A quick check on Twitter this morning shows me they're up to message number 1,179,118,180 or just over the 1.1 billion mark. That's a pretty big number - or so it seems, but in the context of data storage devices, it's not that big. Let me explain...
Assume Twitter messages are all the full 140 characters long. That means, assuming all messages are being retained, that the whole of Twitter is approximately, 153GB in size. OK, so there will be data structures needed to store that data, plus space for all the user details, however I doubt whether the whole of Twitter exceeds 400GB. That fits comfortably on my Seagate FreeAgent Go!
If every message ever sent on Twitter can be stored on a single portable hard drive, then what on earth are we storing on the millions of hard drives that get sold each year?
I suspect the answer is simply that we don't know. The focus in data storage is to provide the facility to store more and more data, rather than rationalise what we do have. For example, a quick sweep of my hard drives (which I'm trying to do regularly) showed half a dozen copies of the Winzip installer, the Adobe Acrobat installer plus various other software products that are regularly updated, for example the 2.2.1 update of the iPhone software at 246MB!

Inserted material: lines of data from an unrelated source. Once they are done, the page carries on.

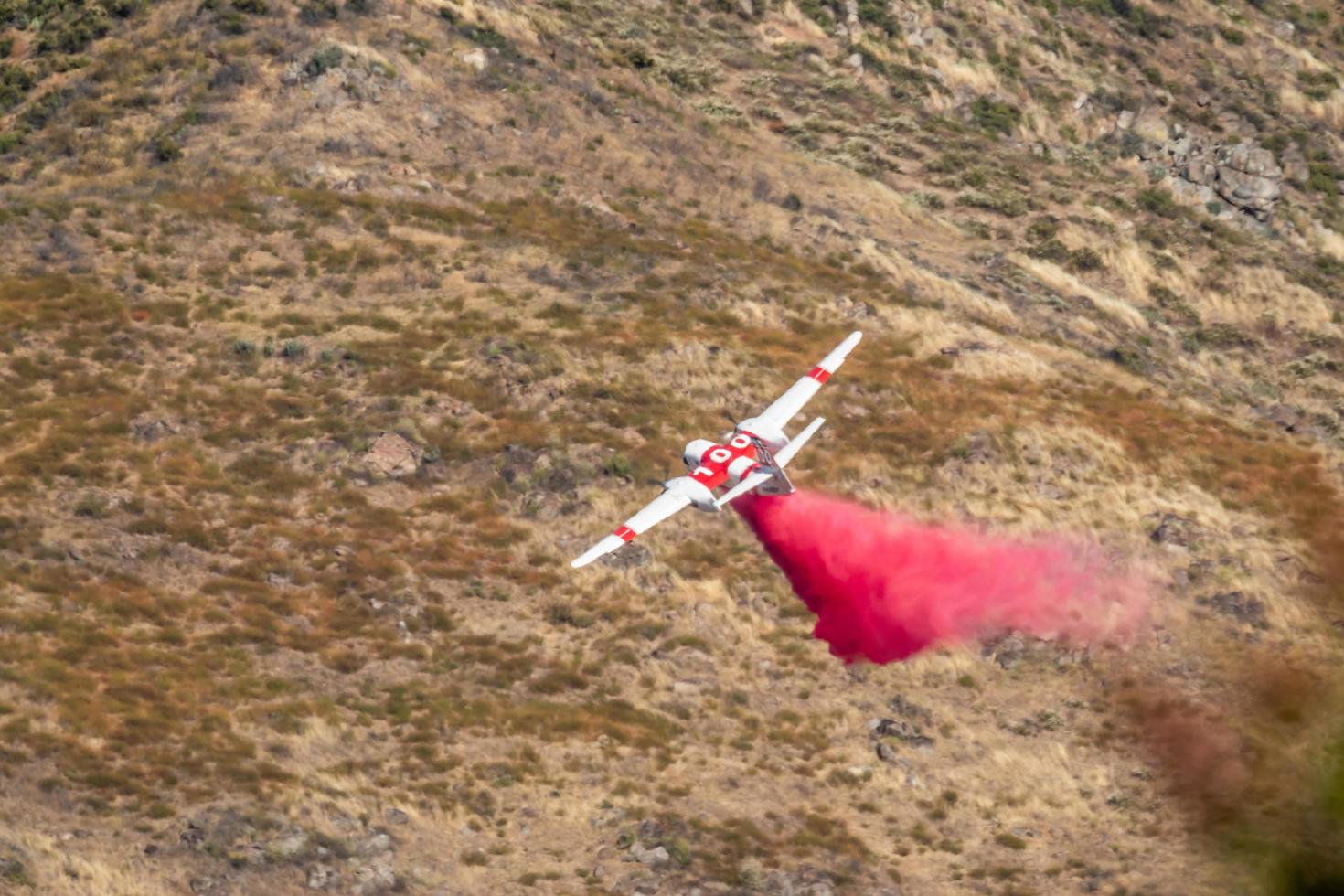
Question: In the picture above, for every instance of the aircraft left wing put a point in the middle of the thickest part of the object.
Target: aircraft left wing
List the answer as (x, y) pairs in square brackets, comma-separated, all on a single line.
[(784, 407), (655, 512)]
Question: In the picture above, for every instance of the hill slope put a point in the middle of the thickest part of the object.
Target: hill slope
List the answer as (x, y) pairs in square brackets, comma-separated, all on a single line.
[(331, 332)]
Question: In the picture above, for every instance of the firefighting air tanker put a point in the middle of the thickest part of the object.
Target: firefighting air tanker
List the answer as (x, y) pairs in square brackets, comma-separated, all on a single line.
[(752, 457)]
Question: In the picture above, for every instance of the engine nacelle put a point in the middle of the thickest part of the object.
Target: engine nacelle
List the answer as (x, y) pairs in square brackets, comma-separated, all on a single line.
[(695, 453), (763, 430)]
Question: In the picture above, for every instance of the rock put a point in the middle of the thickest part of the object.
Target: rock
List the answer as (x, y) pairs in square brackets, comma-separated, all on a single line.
[(903, 731), (476, 59), (392, 455), (909, 709), (375, 845), (1179, 531), (151, 429), (651, 858), (1237, 604), (289, 847), (374, 879), (1284, 417), (323, 878), (11, 869), (631, 557), (1249, 177), (1151, 125), (649, 830), (1008, 652), (1199, 172)]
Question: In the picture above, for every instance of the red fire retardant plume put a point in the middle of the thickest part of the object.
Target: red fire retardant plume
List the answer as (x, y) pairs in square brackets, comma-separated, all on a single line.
[(884, 587)]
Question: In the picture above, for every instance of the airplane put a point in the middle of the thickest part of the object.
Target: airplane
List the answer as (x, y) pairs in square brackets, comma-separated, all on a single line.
[(750, 458)]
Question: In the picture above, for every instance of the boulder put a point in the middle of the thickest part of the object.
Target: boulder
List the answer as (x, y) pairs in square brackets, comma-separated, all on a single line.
[(476, 59), (392, 455), (1151, 125), (1249, 177)]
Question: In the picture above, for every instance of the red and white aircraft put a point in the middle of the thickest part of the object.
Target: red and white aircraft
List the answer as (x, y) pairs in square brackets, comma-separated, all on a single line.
[(752, 457)]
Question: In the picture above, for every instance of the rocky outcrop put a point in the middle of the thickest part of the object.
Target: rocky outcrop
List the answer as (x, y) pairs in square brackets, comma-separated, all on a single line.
[(1241, 174), (392, 455), (1247, 177)]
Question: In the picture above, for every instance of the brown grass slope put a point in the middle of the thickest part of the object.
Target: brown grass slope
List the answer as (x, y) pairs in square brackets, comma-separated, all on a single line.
[(543, 243)]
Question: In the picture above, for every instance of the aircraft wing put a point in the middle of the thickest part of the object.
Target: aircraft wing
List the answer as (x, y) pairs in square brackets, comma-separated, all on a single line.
[(655, 512), (783, 458), (788, 404)]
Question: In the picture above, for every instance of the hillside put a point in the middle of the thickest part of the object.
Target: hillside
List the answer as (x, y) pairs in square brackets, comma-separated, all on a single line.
[(331, 332)]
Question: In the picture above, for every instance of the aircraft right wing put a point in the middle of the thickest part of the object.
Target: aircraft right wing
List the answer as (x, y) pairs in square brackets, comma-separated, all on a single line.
[(781, 458), (654, 512), (788, 404)]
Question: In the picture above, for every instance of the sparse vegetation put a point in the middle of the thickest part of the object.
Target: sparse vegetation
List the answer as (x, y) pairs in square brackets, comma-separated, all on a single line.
[(300, 426)]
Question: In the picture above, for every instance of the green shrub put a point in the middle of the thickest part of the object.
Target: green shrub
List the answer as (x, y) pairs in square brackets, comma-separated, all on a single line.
[(997, 116), (15, 83), (323, 60)]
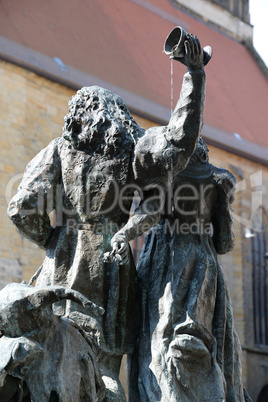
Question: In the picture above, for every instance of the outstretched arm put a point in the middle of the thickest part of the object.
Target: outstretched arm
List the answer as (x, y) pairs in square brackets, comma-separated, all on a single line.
[(169, 148), (29, 209)]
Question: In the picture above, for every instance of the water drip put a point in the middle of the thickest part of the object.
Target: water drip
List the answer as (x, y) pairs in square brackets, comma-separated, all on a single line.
[(171, 85)]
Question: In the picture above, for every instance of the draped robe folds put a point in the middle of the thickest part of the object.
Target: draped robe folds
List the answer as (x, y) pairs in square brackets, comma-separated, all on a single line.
[(84, 189), (188, 348)]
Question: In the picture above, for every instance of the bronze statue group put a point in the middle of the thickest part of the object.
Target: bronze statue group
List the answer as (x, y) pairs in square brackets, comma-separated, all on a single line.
[(171, 314)]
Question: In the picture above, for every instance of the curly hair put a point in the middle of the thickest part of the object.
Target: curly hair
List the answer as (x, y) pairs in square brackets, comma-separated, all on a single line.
[(99, 121)]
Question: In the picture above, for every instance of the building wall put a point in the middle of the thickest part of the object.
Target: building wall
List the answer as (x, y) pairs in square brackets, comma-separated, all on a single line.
[(31, 115)]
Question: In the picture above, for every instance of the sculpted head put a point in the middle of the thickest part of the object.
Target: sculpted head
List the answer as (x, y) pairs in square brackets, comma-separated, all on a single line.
[(99, 121)]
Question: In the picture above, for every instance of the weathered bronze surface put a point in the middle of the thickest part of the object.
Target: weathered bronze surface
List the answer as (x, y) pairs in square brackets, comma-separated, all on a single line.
[(84, 182)]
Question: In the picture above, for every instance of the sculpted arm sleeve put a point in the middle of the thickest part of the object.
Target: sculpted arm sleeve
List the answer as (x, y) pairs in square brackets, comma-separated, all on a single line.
[(223, 230), (145, 216), (30, 207), (169, 148)]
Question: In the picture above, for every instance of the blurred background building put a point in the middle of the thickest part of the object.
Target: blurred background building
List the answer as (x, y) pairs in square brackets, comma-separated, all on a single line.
[(49, 49)]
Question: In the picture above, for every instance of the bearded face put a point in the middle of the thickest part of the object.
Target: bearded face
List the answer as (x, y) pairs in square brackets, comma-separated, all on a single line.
[(98, 121)]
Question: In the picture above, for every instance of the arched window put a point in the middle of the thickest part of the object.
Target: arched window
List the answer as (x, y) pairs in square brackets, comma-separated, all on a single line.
[(260, 277)]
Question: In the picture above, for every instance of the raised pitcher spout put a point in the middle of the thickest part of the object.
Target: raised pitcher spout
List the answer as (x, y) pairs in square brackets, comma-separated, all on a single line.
[(174, 46)]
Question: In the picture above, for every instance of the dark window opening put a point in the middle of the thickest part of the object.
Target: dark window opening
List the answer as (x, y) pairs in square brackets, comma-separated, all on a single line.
[(260, 281)]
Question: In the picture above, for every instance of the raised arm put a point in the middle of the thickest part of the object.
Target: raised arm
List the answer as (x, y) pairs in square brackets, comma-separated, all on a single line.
[(29, 209), (169, 148)]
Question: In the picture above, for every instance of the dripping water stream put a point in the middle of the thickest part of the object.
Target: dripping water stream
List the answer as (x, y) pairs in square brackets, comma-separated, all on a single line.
[(172, 168)]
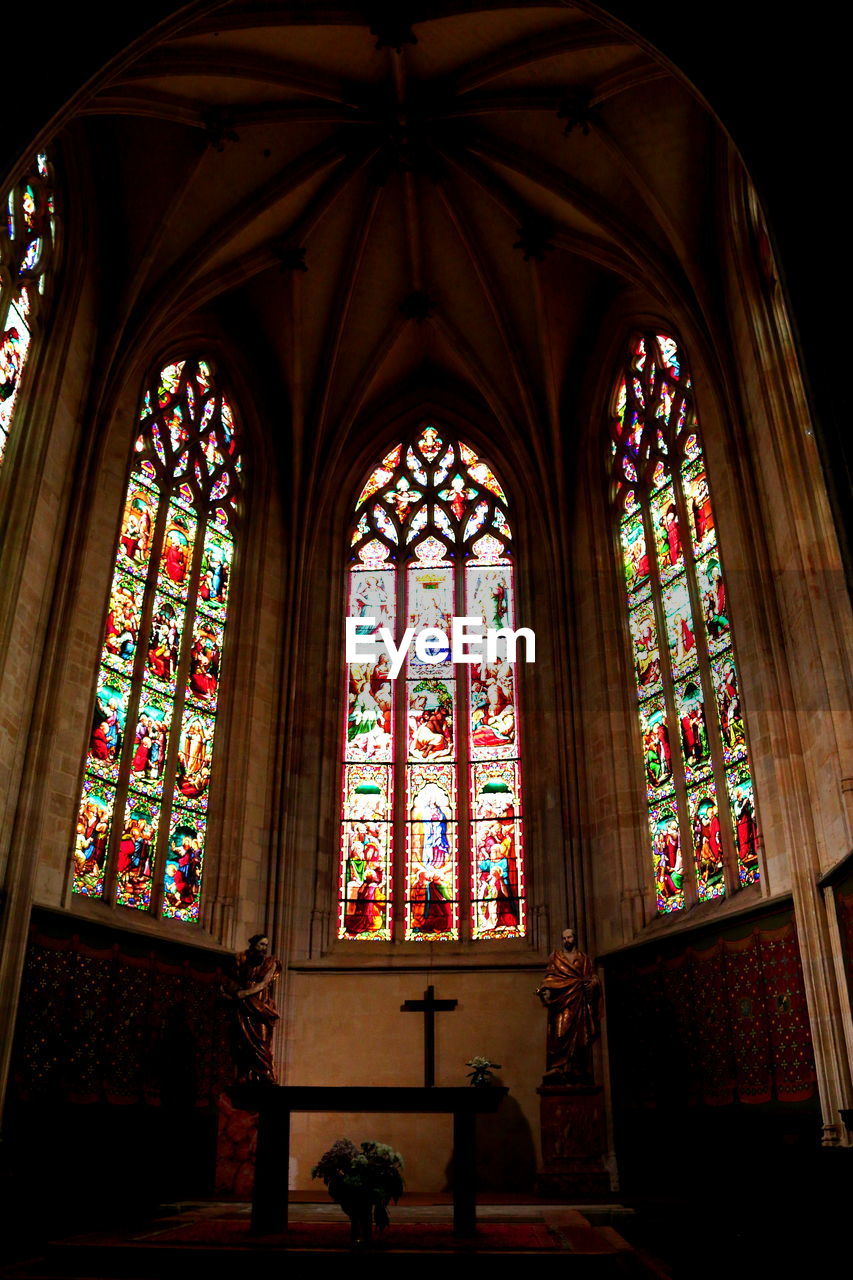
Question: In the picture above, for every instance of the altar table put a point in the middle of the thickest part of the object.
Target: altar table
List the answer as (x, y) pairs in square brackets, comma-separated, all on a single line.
[(274, 1104)]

What we need is (a) common sense standards for how we store our data (I'm working on those), (b) better search and indexing functionality that can make decisons based on the content of files - like the automated deletion of defunct software installers.
There's also one other angle and that's when network speeds become so fast that storing a download is irrelevant. Then our data can all be cloud-based and data cleansing becomes a value add service and someone else's problem!